Often in school, teachers tell parents that children don’t seem interested, or with boys especially – that they are “not ready” to do something; the implication being that they are too immature or don’t yet have the motivation to learn. This to me just seems wrong. Toddlers are like little sponges, they are full of enthusiasm and have an almost unquenchable desire to learn and find things out. If children in school are not motivated to write, to read, to count or whatever the teacher is trying to “teach” perhaps the problem isn’t that the children aren’t ready, but that the subject is boring.

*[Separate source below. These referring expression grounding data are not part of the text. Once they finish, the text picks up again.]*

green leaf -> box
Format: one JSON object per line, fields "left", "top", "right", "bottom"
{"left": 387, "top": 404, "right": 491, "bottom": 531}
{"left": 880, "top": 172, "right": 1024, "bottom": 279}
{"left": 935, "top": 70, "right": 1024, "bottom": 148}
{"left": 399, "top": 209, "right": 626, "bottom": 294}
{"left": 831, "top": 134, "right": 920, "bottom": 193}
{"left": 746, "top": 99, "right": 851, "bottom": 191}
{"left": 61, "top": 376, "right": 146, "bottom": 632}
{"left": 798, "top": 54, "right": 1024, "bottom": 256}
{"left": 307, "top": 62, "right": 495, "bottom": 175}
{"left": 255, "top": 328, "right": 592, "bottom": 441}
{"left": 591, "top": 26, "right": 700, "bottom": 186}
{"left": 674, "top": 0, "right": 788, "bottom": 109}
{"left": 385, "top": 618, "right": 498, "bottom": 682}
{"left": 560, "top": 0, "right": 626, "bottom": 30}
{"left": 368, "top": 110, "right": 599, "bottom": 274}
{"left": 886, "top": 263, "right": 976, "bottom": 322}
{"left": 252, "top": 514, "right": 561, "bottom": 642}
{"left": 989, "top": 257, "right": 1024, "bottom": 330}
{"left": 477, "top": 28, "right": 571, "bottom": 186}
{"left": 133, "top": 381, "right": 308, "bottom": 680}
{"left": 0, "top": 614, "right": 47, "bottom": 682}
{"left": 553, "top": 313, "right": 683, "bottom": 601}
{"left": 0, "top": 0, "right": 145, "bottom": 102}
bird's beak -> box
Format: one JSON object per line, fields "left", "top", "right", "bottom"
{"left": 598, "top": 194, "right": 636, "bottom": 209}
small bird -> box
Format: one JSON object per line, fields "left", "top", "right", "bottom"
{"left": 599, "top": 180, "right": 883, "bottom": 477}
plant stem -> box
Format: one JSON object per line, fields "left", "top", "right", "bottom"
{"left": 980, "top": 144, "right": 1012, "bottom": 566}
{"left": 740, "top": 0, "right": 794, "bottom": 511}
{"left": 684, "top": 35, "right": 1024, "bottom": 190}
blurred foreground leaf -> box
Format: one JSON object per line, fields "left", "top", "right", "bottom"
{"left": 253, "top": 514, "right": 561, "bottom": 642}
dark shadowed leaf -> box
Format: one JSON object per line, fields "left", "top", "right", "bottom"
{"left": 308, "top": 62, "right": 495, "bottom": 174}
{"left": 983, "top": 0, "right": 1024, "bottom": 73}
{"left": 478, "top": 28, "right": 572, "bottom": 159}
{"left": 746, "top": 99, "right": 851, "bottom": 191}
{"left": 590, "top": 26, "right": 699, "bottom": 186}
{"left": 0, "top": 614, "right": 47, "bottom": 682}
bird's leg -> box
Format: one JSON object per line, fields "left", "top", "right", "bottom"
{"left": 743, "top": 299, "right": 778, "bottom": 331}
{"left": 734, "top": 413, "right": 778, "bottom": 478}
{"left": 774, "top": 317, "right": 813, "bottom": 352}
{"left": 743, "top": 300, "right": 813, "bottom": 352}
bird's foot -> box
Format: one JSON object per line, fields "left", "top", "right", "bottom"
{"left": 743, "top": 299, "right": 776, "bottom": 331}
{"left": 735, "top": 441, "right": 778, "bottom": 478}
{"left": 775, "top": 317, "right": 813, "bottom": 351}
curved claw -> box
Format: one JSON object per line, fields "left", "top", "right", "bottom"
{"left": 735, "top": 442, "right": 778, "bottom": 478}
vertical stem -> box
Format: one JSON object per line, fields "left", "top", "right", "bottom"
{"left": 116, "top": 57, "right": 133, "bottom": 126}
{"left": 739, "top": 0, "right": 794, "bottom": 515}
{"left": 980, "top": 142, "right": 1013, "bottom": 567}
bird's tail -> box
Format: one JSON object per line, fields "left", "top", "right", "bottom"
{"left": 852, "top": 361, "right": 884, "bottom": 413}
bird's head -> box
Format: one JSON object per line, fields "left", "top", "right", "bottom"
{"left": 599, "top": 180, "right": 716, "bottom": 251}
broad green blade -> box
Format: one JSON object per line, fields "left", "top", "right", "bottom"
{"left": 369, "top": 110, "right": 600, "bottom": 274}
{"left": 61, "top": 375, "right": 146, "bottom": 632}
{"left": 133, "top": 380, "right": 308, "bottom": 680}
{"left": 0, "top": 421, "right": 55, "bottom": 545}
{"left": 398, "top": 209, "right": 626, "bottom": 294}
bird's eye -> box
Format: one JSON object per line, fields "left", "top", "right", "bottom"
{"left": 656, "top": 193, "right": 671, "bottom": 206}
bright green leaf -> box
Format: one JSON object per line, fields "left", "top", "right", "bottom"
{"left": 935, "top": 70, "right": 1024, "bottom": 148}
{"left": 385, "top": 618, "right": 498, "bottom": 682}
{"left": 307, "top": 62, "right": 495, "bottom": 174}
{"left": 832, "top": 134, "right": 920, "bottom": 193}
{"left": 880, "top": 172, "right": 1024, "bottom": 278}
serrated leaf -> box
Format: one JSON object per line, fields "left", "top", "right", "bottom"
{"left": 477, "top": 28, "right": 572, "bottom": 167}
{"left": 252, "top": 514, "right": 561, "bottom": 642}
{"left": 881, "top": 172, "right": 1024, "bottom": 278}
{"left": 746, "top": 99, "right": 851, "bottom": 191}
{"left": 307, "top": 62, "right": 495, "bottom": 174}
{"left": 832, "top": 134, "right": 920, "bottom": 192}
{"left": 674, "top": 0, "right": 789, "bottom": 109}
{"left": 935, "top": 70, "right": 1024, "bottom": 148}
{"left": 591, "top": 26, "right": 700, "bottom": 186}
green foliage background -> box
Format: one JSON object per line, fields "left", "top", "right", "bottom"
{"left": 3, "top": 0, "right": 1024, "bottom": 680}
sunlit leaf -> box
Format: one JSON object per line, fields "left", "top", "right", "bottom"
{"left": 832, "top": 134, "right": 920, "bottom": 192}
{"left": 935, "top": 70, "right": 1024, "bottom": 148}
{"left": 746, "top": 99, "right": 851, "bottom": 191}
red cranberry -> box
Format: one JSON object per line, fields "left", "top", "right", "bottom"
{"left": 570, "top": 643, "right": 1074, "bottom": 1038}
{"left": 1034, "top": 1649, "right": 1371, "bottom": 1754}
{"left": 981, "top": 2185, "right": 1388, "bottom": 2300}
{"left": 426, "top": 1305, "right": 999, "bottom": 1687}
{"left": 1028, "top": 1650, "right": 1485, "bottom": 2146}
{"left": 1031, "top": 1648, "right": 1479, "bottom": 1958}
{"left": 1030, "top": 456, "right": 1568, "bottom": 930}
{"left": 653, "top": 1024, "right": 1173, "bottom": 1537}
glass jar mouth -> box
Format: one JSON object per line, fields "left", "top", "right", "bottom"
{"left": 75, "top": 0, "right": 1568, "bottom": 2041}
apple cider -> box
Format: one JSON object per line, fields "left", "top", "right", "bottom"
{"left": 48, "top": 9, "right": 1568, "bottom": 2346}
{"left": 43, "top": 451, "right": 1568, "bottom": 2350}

Our local authority has recently sent out letters stating that almost all requests from parents to take their children out of school (even for a day!) for a family holiday, visit, family wedding…… will be denied. If parents choose to take their children anyway, they may be fined £100, even in the nursery year before children reach statutory school age. Quite apart from issues of whether this should be within the authority’s remit, it just seems counterproductive.
J learnt much more in 2 hours on the beach yesterday afternoon, than he might have done in a week at school. He practised letter formation, explored rules of pressure, we talked about how rocks become smooth and collected examples, investigated the ridges in the sand, watched the tide go in and out, followed rivers to the sea. I could go on…..
And not only was he learning, but it was fun. Why should learning have to be painful? And why should it only take place at a desk?